The Rabbis expound regarding the words, “The Canaanites were then in the Land,” that the Canaanites would see Abraham walking from place to place and they would throw stones at him and say, “If this man falls into our hands, we will kill him.” They understood that Abraham’s walking through the Land was an expression of ownership over it, hence they wanted to kill him. Indeed, Abraham was commanded, “Rise, walk the Land, through its length and breadth, for I will give it all to you” (13:17).
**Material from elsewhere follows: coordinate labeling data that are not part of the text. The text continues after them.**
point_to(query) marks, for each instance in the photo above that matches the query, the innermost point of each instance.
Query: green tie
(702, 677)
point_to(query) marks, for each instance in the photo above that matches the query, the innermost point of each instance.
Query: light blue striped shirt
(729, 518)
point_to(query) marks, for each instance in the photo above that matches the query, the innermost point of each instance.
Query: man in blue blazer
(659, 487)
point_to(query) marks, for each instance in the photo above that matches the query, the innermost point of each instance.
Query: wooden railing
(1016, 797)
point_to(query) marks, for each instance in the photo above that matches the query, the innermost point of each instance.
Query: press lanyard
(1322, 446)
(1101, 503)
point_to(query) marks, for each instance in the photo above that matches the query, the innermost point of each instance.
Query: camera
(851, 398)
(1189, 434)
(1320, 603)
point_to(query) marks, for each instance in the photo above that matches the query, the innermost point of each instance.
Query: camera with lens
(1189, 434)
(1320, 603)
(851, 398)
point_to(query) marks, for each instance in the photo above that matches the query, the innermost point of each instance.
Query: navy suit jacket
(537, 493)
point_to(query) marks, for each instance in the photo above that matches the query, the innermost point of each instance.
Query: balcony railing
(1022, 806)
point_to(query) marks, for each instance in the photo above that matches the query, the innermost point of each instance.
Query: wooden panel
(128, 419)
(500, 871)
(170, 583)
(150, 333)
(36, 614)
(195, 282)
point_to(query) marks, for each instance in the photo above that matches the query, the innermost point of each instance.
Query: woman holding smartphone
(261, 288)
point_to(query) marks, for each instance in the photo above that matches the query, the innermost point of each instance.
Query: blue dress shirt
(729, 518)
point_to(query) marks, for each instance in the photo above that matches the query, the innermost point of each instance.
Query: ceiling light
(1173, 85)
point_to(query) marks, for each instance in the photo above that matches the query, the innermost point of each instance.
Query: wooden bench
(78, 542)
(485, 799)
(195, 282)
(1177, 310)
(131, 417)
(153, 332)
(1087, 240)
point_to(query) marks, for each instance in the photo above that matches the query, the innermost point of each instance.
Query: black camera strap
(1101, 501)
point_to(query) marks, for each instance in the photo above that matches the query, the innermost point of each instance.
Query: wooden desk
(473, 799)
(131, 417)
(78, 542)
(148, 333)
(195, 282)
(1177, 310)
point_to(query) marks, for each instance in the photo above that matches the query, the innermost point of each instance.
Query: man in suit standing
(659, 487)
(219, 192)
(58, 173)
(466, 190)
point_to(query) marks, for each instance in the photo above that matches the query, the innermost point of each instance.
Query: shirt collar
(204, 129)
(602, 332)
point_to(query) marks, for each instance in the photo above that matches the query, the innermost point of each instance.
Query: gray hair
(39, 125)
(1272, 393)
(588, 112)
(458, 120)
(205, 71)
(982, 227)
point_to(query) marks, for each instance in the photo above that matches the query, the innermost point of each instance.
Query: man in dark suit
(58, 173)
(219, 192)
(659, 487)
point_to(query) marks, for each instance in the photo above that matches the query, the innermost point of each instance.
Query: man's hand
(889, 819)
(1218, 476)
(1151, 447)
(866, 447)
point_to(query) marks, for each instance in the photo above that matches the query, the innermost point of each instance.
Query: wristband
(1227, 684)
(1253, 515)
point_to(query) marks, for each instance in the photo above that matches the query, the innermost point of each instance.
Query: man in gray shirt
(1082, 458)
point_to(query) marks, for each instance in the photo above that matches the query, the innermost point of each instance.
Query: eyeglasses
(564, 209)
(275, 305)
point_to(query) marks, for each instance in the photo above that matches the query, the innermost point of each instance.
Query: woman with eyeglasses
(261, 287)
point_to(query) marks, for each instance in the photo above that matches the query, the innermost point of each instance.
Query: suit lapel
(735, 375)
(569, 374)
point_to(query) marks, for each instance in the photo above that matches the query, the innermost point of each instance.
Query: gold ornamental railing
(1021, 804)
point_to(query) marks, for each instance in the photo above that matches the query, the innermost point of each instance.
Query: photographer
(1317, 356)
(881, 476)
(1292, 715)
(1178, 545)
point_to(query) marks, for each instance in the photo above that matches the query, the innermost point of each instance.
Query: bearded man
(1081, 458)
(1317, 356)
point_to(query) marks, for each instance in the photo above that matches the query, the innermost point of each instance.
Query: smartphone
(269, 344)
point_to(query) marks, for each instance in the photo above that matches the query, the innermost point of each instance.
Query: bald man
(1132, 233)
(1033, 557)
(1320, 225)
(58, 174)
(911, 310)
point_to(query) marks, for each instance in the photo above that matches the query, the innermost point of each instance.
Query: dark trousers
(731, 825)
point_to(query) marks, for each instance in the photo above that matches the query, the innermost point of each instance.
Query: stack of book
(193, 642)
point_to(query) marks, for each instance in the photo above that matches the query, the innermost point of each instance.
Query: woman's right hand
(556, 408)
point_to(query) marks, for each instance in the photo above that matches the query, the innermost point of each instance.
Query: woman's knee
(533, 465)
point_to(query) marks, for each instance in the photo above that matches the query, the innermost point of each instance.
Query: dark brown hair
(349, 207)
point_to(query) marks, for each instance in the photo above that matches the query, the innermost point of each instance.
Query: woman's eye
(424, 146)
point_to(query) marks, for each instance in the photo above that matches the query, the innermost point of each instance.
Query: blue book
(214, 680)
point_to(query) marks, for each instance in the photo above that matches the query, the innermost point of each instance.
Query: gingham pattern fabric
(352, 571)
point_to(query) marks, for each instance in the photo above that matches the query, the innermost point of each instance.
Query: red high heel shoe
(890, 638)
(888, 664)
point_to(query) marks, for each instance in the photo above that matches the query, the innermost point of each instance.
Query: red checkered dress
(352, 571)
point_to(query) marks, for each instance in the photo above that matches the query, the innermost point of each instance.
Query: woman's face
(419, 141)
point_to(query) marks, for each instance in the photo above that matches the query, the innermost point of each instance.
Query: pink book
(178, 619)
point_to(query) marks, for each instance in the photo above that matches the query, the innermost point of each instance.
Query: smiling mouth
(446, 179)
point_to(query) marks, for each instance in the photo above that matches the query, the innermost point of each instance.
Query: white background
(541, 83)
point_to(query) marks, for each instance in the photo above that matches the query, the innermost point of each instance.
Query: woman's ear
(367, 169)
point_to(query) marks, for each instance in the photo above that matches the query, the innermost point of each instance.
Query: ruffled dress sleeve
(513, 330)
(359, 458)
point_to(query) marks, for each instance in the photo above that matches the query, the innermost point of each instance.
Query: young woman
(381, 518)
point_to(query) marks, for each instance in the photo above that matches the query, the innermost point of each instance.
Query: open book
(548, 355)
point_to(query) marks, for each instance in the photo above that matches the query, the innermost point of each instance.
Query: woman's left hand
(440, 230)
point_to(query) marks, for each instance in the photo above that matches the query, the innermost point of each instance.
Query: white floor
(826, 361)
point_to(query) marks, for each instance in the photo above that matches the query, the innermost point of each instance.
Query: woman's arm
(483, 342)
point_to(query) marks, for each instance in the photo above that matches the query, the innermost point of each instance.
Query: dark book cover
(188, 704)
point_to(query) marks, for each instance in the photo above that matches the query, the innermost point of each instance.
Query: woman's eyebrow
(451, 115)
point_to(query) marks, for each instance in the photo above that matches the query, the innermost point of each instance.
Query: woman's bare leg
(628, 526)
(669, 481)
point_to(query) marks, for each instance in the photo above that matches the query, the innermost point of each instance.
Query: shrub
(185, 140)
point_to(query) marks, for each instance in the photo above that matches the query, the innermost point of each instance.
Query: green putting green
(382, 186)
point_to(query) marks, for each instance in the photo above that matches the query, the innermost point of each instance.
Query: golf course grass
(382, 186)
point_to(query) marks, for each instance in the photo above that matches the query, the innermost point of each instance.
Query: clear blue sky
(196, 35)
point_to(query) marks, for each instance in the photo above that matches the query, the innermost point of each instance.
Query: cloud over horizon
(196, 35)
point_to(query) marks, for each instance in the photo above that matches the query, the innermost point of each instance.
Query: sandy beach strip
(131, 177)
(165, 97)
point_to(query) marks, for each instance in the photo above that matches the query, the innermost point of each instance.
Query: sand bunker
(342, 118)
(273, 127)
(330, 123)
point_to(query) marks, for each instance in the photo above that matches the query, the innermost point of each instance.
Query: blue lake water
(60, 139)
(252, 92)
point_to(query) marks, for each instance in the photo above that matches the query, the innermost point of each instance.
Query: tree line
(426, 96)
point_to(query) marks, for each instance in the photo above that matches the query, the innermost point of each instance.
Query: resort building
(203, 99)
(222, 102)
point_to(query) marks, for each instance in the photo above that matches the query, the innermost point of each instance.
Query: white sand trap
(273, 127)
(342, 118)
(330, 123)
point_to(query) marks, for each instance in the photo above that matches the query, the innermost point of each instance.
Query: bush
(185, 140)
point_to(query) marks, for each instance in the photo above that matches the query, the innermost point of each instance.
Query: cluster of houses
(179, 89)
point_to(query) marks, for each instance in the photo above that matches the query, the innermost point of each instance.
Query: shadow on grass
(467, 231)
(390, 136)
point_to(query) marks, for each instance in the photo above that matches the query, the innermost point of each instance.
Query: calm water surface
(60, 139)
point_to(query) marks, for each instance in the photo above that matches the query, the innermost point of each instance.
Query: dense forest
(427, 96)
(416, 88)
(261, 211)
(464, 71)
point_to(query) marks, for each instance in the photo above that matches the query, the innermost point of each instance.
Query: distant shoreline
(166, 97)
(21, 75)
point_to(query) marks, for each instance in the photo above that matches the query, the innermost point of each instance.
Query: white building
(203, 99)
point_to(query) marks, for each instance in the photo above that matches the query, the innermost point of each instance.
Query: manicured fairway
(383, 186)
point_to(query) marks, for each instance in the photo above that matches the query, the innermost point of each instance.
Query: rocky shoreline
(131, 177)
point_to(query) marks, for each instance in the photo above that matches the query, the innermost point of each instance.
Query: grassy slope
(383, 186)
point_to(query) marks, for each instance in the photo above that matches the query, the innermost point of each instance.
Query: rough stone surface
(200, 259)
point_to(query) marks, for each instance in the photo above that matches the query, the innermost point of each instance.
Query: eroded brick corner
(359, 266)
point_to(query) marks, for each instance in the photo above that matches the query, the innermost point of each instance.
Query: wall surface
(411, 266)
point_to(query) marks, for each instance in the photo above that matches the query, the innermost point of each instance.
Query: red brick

It was not enough to receive a promise. Abraham also had to bring it to fruition by fulfilling the divine command to “walk through the Land, to conquer it and to settle it, and not to leave it in the hands of foreigners,” as in the ruling of Ramban and all the other medieval and later sages (see Even HaEzer 70). Moreover, “the deeds of the fathers presage those of the sons.”
Today, we are in the heat of a battle against those continuing the path of those Canaanites. Their goal is to drive us out of the land that is our life’s blood. We face enemies who do not wish to resign themselves to the rebirth of the Jewish People in their Land. Yet the merit from the fathers and the covenant of the sons are protecting us, as it says, “On that day, the L-rd made a covenant with Abram saying, ‘To your descendants I have given this land’” (Genesis 15:18). Rashi comments that the verse uses past tense “I have given,” because once G-d declares something, it is as good as done.
Indeed, we are meriting after 2,000 years to see clearly the start of the fulfillment of the promise to Abraham. May its fulfillment be speedily completed!